The Republican Agenda and Private Real Estate

Since President Trump is deep in private real estate, maybe there will be some good things coming to the industry during his administration. 

There were six major themes that President Trump campaigned on the most:

  1. Immigration and the wall
  2. Trade fairness
  3. Tax changes
  4. Healthcare changes
  5. Dodd-Frank changes
  6. De-regulation in general

Other than immigration, President Trump has proven himself to prefer to make policy through the 140 characters in Twitter, instead getting deep into the policy weeds. We need to look to Congress for a legislative blueprint, since President Trump does not seem to have one.

What does the Republican leadership in Congress want do? Specifically what do Paul Ryan in the house and Mitch McConnell in the Senate?

What can they convince the House and Senate to do? 

That is the big question right now with the American Health Care Act. The Republican house is torn between those who think the bill goes too far and those who think it doesn’t go far enough. Many campaigned on just the repeal part. Many others learned that what their constituents didn’t like about Obamacare is that is too expensive. The American Health Care Act only does one of those.

Speaker Ryan has promised a vote on the Republican healthcare bill on Thursday to coincide with the 7 year anniversary of the Affordable Care Act. We’ll see if Speaker Ryan is able to shepherd this very unpopular bill through the House and get enough votes.

Then what?

Most likely tax reform. Speaker Ryan published his “A Better Way” white paper in June of 2016. Unlike the American Health Care Act, legislators have been able to look at this already. Here are some of the highlights. 

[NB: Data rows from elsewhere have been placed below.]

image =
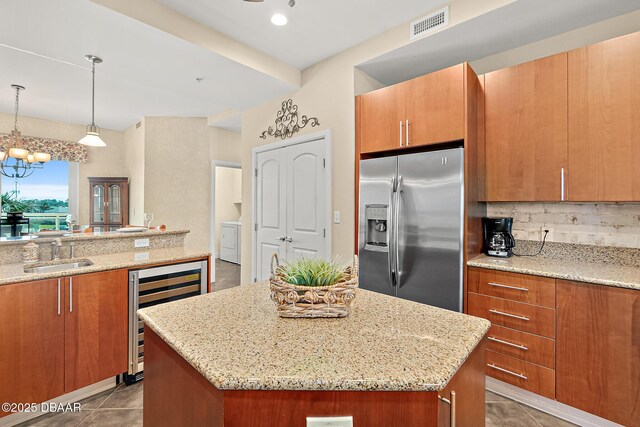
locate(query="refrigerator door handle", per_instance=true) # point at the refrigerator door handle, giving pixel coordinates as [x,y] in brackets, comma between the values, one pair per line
[396,232]
[391,246]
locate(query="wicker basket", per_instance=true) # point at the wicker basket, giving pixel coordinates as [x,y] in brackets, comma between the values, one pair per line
[313,301]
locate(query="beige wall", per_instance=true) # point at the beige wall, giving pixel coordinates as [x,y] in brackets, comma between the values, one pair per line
[225,145]
[106,161]
[177,187]
[614,27]
[226,209]
[328,90]
[134,143]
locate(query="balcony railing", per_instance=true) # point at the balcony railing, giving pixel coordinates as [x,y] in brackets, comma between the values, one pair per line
[43,221]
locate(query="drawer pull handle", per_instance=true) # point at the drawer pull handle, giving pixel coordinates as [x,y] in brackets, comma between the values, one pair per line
[515,316]
[521,347]
[506,371]
[452,407]
[516,288]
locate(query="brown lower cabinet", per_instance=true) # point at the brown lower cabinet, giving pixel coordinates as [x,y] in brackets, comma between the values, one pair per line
[95,328]
[31,342]
[60,335]
[598,350]
[593,363]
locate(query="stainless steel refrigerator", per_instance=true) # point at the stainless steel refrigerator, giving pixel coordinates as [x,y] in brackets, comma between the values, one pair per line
[411,226]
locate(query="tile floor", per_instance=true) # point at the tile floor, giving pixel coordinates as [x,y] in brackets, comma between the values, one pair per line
[123,407]
[227,275]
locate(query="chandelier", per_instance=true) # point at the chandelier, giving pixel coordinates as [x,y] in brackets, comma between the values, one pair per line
[15,159]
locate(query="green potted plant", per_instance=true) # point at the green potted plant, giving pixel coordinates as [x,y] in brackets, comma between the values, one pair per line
[311,287]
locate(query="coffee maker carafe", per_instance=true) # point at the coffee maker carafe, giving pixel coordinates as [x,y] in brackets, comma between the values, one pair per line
[498,240]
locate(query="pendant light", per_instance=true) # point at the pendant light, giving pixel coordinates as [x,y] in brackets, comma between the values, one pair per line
[92,138]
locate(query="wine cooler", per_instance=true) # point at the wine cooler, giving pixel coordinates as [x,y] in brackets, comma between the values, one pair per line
[158,285]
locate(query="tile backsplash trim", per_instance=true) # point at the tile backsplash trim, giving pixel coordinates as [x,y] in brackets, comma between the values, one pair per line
[599,224]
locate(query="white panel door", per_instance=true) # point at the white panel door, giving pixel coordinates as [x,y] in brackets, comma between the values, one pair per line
[306,195]
[271,216]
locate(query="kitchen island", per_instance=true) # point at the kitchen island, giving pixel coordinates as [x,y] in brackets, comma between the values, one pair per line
[227,359]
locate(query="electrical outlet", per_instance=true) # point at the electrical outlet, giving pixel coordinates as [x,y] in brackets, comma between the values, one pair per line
[330,421]
[542,231]
[141,256]
[141,243]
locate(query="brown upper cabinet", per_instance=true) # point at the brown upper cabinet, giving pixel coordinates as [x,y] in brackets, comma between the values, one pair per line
[108,203]
[604,121]
[566,127]
[526,131]
[426,110]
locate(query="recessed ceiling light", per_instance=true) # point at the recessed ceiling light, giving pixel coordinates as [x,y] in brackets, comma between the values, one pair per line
[279,19]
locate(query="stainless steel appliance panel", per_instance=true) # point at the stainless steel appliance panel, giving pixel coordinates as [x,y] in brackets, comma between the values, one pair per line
[377,179]
[158,285]
[430,228]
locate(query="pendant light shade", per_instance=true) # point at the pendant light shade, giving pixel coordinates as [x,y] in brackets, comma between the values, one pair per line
[92,139]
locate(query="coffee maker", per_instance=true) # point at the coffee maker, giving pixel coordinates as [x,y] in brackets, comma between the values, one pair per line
[498,240]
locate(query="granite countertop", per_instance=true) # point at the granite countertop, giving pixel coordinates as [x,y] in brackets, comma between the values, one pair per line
[580,271]
[88,236]
[14,273]
[236,340]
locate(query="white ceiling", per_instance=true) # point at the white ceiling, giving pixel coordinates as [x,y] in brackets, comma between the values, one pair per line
[146,72]
[516,24]
[317,29]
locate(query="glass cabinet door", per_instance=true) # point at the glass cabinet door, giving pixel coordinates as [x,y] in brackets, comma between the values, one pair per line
[97,191]
[114,204]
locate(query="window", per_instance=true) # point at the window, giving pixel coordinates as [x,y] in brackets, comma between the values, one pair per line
[43,197]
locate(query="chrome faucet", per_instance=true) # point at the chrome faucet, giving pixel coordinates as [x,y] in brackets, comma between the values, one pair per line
[55,249]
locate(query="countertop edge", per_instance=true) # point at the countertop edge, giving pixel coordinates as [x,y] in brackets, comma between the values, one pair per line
[91,236]
[97,268]
[561,276]
[221,382]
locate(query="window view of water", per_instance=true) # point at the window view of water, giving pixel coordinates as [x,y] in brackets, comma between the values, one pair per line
[42,197]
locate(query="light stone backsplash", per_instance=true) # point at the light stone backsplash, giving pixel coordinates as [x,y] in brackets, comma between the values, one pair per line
[600,224]
[86,247]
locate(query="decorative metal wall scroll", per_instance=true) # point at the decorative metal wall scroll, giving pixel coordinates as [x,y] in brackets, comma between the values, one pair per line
[288,123]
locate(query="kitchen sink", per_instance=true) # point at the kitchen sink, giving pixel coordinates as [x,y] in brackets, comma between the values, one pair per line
[62,265]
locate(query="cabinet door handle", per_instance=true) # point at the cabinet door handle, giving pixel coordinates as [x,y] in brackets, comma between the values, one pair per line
[515,316]
[500,285]
[70,294]
[407,131]
[506,371]
[452,407]
[521,347]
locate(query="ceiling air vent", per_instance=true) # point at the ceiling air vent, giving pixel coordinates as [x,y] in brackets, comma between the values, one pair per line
[430,23]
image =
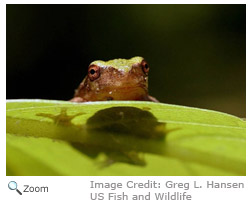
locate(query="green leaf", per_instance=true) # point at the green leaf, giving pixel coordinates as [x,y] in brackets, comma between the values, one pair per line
[47,137]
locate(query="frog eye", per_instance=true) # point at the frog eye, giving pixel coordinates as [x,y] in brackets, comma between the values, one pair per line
[93,72]
[145,66]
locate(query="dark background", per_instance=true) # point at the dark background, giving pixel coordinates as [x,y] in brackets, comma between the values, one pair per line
[196,53]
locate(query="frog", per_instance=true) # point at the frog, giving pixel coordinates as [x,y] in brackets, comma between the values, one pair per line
[118,79]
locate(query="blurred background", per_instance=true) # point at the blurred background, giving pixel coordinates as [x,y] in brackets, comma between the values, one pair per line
[196,53]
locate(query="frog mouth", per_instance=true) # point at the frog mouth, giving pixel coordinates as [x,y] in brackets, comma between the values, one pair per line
[126,93]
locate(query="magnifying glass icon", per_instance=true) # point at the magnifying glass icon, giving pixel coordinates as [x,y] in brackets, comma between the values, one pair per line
[13,186]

  • Biggest change is the Border Adjustment Tax (unlikely to affect real estate directly.
  • Fewer tax brackets
  • Top rate of 33% for individuals 
  • Limit pass-through income from partnerships and LLCs to 25%
  • Lower corporate tax rate to 20%
  • Eliminate deductibility of interest expenses.
  • Individuals only taxed on half of their dividend and capital gains
  • Immediate cost recovery for investments instead of a depreciation schedule. (not clear on real estate)
  • Net Operating Losses can be carried forward and be adjusted for inflation
  • Eliminate the Alternative Minimum Tax,
  • Eliminate the estate tax
  • Eliminated Obamacare taxes (the last one is the healthcare bill)

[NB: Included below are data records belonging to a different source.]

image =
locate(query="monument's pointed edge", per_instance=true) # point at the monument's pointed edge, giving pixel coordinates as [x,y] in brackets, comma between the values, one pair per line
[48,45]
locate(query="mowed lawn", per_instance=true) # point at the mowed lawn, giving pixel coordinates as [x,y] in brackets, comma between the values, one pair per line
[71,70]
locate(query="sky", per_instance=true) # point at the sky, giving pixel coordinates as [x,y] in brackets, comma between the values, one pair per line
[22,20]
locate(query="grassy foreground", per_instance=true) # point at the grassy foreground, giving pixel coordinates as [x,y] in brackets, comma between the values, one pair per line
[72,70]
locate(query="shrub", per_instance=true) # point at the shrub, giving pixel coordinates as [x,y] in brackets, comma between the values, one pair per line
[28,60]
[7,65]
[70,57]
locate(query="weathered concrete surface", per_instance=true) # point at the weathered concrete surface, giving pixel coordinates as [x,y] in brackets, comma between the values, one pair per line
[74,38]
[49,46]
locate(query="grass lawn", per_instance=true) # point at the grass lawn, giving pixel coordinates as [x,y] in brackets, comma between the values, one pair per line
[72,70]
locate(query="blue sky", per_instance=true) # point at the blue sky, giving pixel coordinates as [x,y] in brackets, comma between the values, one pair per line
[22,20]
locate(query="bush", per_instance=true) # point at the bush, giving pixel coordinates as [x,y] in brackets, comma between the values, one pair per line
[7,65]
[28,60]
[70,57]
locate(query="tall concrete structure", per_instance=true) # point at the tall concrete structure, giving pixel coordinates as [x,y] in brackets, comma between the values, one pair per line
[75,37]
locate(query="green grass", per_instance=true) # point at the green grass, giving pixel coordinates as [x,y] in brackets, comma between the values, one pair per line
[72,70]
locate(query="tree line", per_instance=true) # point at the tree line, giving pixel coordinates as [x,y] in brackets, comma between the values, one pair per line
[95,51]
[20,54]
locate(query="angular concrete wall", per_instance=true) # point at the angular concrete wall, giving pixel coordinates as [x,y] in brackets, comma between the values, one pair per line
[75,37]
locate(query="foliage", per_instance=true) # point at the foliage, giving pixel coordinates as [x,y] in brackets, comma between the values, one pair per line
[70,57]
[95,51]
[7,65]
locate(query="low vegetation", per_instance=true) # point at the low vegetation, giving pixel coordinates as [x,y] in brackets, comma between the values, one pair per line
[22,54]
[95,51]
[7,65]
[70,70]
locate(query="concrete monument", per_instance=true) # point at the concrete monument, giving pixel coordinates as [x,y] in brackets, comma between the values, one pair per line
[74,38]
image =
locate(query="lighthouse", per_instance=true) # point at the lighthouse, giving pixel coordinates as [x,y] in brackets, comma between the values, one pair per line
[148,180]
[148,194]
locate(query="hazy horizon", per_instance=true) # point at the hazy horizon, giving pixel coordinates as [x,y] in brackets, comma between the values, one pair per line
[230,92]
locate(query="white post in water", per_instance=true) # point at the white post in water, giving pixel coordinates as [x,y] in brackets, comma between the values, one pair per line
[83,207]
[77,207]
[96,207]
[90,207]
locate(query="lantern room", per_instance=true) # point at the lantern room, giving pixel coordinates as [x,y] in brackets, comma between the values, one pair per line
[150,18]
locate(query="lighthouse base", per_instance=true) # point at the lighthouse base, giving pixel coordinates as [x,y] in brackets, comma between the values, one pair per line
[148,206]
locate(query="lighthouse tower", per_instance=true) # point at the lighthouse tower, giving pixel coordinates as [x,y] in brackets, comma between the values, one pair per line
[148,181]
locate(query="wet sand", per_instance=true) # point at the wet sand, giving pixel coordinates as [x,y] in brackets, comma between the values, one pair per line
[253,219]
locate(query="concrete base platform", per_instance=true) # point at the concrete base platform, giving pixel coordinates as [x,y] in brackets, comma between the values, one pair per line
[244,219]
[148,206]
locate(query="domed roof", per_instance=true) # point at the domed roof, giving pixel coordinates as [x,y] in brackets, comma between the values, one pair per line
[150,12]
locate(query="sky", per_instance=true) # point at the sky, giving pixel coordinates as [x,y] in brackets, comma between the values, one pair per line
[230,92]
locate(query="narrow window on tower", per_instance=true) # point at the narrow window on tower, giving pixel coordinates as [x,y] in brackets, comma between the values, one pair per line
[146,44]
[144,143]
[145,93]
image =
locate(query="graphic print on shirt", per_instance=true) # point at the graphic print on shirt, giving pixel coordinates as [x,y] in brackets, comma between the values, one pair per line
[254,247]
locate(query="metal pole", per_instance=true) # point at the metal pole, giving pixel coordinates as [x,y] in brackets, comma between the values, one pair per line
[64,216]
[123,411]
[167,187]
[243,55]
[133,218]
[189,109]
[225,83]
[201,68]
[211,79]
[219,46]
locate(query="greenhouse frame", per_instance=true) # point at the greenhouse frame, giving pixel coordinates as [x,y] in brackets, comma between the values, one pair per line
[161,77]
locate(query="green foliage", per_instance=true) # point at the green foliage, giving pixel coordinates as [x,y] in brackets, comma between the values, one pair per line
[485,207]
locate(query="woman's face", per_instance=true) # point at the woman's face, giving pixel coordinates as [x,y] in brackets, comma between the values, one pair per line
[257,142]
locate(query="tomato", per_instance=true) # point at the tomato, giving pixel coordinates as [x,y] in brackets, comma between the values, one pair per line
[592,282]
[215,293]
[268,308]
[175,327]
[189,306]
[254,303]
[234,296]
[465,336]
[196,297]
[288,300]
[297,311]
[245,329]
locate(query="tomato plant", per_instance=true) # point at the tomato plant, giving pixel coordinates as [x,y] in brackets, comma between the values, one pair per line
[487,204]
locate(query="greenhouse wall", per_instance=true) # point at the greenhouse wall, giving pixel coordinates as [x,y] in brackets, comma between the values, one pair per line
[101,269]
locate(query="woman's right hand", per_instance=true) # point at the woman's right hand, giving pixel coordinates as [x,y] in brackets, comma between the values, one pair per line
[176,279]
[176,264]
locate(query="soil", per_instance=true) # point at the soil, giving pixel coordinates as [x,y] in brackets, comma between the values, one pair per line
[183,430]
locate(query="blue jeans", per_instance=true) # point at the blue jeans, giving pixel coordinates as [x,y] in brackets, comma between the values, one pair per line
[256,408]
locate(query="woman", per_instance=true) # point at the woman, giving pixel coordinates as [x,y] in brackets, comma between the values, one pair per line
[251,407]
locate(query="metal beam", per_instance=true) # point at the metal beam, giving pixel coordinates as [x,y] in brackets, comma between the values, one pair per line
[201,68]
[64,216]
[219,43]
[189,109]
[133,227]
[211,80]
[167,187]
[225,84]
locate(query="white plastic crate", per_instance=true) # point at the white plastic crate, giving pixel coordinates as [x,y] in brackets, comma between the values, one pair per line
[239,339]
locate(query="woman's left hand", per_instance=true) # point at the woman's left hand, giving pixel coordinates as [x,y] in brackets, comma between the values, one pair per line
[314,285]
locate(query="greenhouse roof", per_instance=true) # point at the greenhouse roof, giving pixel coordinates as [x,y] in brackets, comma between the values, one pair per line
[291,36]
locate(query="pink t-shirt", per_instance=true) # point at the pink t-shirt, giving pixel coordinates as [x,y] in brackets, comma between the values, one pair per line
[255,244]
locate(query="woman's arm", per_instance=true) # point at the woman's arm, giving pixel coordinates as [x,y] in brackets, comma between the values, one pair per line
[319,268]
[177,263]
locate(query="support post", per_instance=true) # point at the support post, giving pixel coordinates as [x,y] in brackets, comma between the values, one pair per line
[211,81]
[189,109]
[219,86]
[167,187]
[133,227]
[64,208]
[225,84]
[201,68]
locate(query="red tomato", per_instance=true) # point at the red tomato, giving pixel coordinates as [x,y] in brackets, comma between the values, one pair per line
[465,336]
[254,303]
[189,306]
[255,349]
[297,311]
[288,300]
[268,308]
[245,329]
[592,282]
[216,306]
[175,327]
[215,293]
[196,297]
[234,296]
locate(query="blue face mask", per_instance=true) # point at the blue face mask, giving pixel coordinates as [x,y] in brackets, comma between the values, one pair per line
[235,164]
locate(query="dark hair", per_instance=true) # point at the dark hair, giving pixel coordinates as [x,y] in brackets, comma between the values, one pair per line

President Trump mentioned removing favorable treatment of carried interest during the campaign. That is not Speaker Ryan’s blueprint. It’s been threatened before and survived.

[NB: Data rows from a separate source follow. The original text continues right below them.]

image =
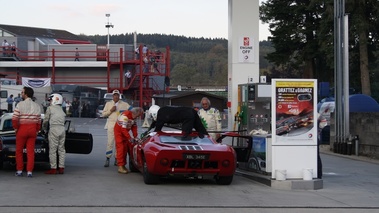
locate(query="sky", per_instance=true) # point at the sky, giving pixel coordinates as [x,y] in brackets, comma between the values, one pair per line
[190,18]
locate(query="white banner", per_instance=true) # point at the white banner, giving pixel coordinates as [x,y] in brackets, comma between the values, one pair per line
[36,82]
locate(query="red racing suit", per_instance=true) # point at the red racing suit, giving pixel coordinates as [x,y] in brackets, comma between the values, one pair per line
[124,124]
[26,121]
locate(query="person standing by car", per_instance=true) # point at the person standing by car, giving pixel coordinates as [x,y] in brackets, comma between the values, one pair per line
[17,99]
[210,117]
[10,103]
[26,122]
[111,110]
[125,122]
[54,122]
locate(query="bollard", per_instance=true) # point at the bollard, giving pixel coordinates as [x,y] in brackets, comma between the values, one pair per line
[344,148]
[356,140]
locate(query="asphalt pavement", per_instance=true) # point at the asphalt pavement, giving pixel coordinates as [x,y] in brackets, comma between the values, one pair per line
[350,184]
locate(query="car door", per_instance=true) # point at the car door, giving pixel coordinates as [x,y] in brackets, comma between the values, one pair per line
[241,144]
[78,143]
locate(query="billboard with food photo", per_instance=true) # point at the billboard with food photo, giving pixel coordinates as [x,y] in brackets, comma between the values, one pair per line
[294,111]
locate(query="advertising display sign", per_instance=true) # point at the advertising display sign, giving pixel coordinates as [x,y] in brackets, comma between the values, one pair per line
[294,111]
[246,50]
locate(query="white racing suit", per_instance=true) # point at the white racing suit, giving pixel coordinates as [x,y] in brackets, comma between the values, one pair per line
[211,119]
[54,120]
[111,121]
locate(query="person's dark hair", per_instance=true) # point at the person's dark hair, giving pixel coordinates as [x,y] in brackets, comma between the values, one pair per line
[28,91]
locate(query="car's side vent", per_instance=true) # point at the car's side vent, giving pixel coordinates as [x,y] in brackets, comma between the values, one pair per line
[191,148]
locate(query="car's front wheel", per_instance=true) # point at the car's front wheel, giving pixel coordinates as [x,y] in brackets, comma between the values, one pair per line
[149,178]
[224,180]
[131,165]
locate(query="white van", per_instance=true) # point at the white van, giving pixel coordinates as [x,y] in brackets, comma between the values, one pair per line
[109,96]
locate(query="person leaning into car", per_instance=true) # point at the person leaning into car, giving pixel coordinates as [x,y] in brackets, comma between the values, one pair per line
[125,122]
[111,110]
[26,121]
[54,122]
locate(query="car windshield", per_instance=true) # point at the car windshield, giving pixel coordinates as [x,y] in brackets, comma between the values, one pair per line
[188,140]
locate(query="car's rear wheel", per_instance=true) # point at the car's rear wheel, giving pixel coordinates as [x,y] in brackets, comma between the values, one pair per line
[132,168]
[224,180]
[149,178]
[1,162]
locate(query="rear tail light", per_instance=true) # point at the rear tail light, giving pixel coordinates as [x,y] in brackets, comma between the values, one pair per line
[225,163]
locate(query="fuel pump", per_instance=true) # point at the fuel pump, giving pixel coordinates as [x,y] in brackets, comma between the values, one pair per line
[254,107]
[254,101]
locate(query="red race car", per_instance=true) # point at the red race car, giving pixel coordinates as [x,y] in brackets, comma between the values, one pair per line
[168,154]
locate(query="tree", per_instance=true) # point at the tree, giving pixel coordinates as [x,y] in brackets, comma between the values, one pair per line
[293,25]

After that, or during that, is financial de-regulation. Chairman Jeb Hensarling of the House Financial Services Committee has been working hard on his Dodd-Frank off-ramp for the last six years pushing bits of legislation through his committee and on to the House floor. The  Financial Choice Act has been floating around for a year and packages that work into one package.

“As the dust begins to settle on the post-crisis response, however, there has been a growing recognition that financial regulation has become far too complex and too intrusive and places too much faith in the discretion and wisdom of bank regulators.”

Here are some highlights:

  • Pitch is to help community banks.
  • Adjust capital requirements – removing Basel requirements
  • Make credit more available
  • New Bankruptcy code for financial institutions
  • Repeal FSCO’s Systemically Important Financial Institution designation powers
  • Reform Consumer Financial Protection Bureau
  • Federal Reserve Reform
  • Repeal the Volker Rule
  • Repeal Dodd-Frank registration requirements for private equity firms
  • Expand definition of accredited investor: Same income and net worth tests, but adds financial services experience or some sort of qualifying experience.

As much as the Republicans are campaigning against de-regulation the Financial Choice Act does not define “private equity firms” and requires the SEC to promulgate a new regulation to define it. SEC registration was on the edge during Dodd-Frank, The house version of the bill and the Senate version of the bill took opposite approaches on whether to subject private equity firms to SEC registration. During hearings, private equity kept being equated to leveraged buyouts that bankrupted companies and put people out of work to enrich corporate raiders.

 

I presented the above to PartnerConnect East 2017 yesterday.